The magazine has had many editors, the longest serving being the poet and educationalist Pádraig Mac Fhearghusa. Previous editors also included Seosamh Ó Duibhginn (later Irish-language editor of The Irish Press), Eoghan Ó Tuairisc, Séamas Ruiséal, Aogán Ó Muircheartaigh and Íte Ní Chionnaith, who was also the first woman elected as president of Conradh na Gaeilge. The final editor was Cormac Ó hAodha.

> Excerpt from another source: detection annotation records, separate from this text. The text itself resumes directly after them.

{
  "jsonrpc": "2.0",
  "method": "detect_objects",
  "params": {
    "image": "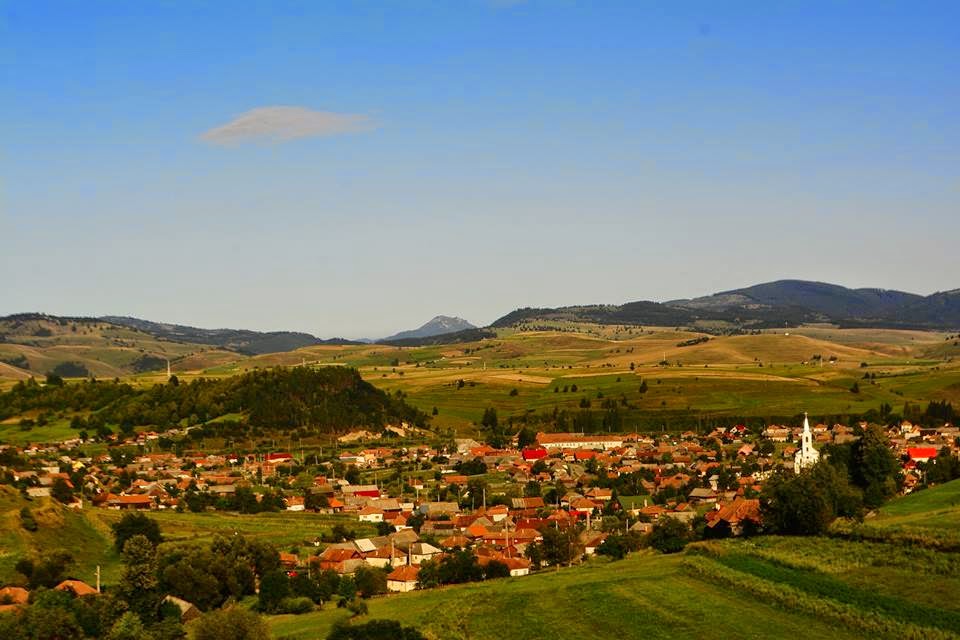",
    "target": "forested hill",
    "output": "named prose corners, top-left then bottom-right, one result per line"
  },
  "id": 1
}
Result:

Despite its links with Conradh na Gaeilge, Feasta functioned as an independent magazine and noted that the views expressed therein are not necessarily those of the Conradh itself.

== Scope ==
Feasta published literary criticism, reviews, and social and political commentary, with some regular columnists. Social and cultural events relating to the Irish language were also covered. Poetry was published regularly and contributors included Máirtín Ó Direáin, Máire Mhac an tSaoi, Seán Ó Ríordáin, and Nuala Ní Dhomhnaill. The magazine also publisheed short fiction, with particular emphasis on new writing. Despite its general emphasis on the linguistic and cultural situation in Ireland, Feasta published Irish-language material from overseas when available. The magazine also carried advertising by Irish-language publishers.